When your platform processes meal orders for hospital patients, downtime isn’t just inconvenient - people don’t get fed. High availability is a clinical requirement, not just a product target.
The original deployment process was: SSH into the server, git pull, npm install, and pm2 restart all. This caused a 10–30 second outage per deploy, during which our API dropped orders and hung terminals.
Here is exactly how I set up graceful, zero-downtime deployments for our Node.js server cluster using PM2’s native clustering and NGINX upstream proxies.
1. PM2 Cluster Configuration
The foundation of zero-downtime is simple: never let the number of active app instances drop to zero. PM2’s cluster mode makes it straightforward to scale your process across all cores:
// ecosystem.config.js
module.exports = {
apps: [{
name: 'mealpe-api',
script: './dist/server.js',
instances: 'max', // Scale to all available CPU cores
exec_mode: 'cluster',
max_memory_restart: '500M',
listen_timeout: 10000, // Wait 10s for boot signal
kill_timeout: 5000 // Wait 5s for clean close
}]
};
instances: 'max': Spawns a process on each CPU core.listen_timeout: Instructs PM2 to wait for a database connection or socket handshake before marking a new process as “Online.”kill_timeout: Gives active processes 5 seconds to wrap up in-flight REST queries before forcing a close.

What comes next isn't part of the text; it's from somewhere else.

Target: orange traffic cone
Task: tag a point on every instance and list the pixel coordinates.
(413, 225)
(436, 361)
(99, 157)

2. Transitioning to Graceful Reloads
Instead of calling pm2 restart (which kills all instances simultaneously), we transition to pm2 reload.

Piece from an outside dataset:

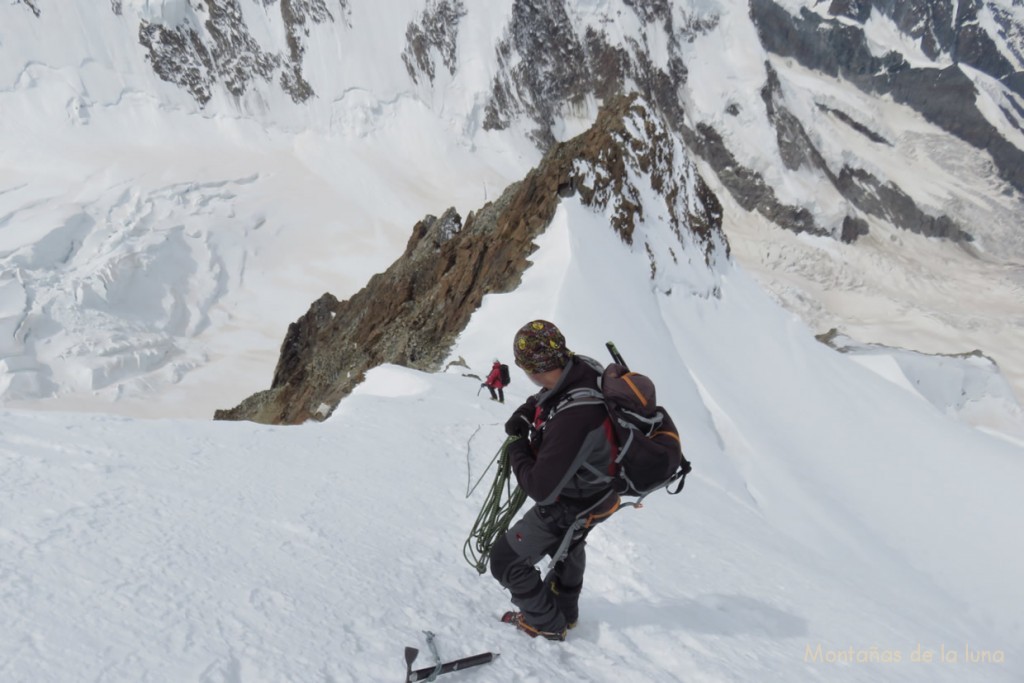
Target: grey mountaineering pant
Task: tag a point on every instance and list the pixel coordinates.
(540, 532)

Reload initiates a rolling update: it spawns a new instance, waits for it to become online, then safely turns down an old instance. It repeats this pattern process-by-process, maintaining maximum API capacity:
# Production deploy script (deploy.sh)
#!/bin/bash
set -e
echo "Pulling latest branch code..."
git pull origin main
echo "Installing production-only dependencies..."
npm ci --production
echo "Executing rolling reload..."
pm2 reload ecosystem.config.js --update-env
echo "Deploy successfully completed!"
3. Implementing Application Graceful Shutdowns
PM2 sends a SIGINT trigger to your process before shutting it down. If your application doesn’t handle this signal, it terminates instantly, dropping all connections mid-transaction.
You must catch the SIGINT event, close the HTTP port to block new inbound traffic, finish active queries, and release database pools:
// ✅ Professional graceful shutdown hook in server.js
process.on('SIGINT', () => {
console.log('SIGINT signal received. Starting graceful shutdown sequence...');
// Stop the HTTP server from accepting new socket sessions
server.close(async () => {
console.log('HTTP server successfully closed.');
try {
// Release database connection pools cleanly
await db.end();
console.log('Database pools released. Exiting cleanly.');
process.exit(0);
} catch (err) {
console.error('Error during database teardown:', err);
process.exit(1);
}
});
// Force close after a 6-second timeout block if connections hang
setTimeout(() => {
console.warn('Forced shutdown active: connections did not close in time.');
process.exit(1);
}, 6000);
});
4. Configuring NGINX Load-Balancing
NGINX is our front-door gateway. The key configurations for zero-downtime routing include setting up an upstream pool and instructing NGINX to pass traffic to active processes on failures:
upstream mealpe_backend {
server 127.0.0.1:3000;
keepalive 64; # Keep connection channels open to reduce latency
}
server {
listen 443 ssl http2;
server_name api.mealpe.in;
location / {
proxy_pass http://mealpe_backend;
proxy_http_version 1.1;
proxy_set_header Connection "";
proxy_set_header Host $host;
proxy_set_header X-Real-IP $remote_addr;
proxy_set_header X-Forwarded-For $proxy_add_x_forwarded_for;
# 🚀 Crucial: if one instance is reloading, try next active worker
proxy_next_upstream error timeout http_502 http_503;
proxy_connect_timeout 3s;
proxy_read_timeout 15s;
}
}
By adding proxy_next_upstream, if an instance is in the middle of reloading and drops a connection, NGINX instantly retries the query on a sibling process. The client has zero awareness of the deploy event.
5. Webhook CI/CD Automation
To secure execution, we set up a lightweight deployment daemon on our EC2 instance that exposes a secured webhook route. When a PR merges into main on GitHub, our actions pipeline runs tests, builds the typescript bundle, and pings the webhook:
# GitHub Actions CI deployment step
- name: Trigger Server Deploy Webhook
run: |
curl -X POST \
-H "X-Hub-Signature: sha256=${{ secrets.DEPLOY_SECRET }}" \
https://api.mealpe.in/webhooks/deploy
This triggers the automated deploy.sh script locally on the server.
The Outcome
- 0 seconds of user-facing downtime recorded.
- 45-second deployment pipeline from git merge to production availability.
- Confidence to deploy minor changes and hotfixes safely during standard hours.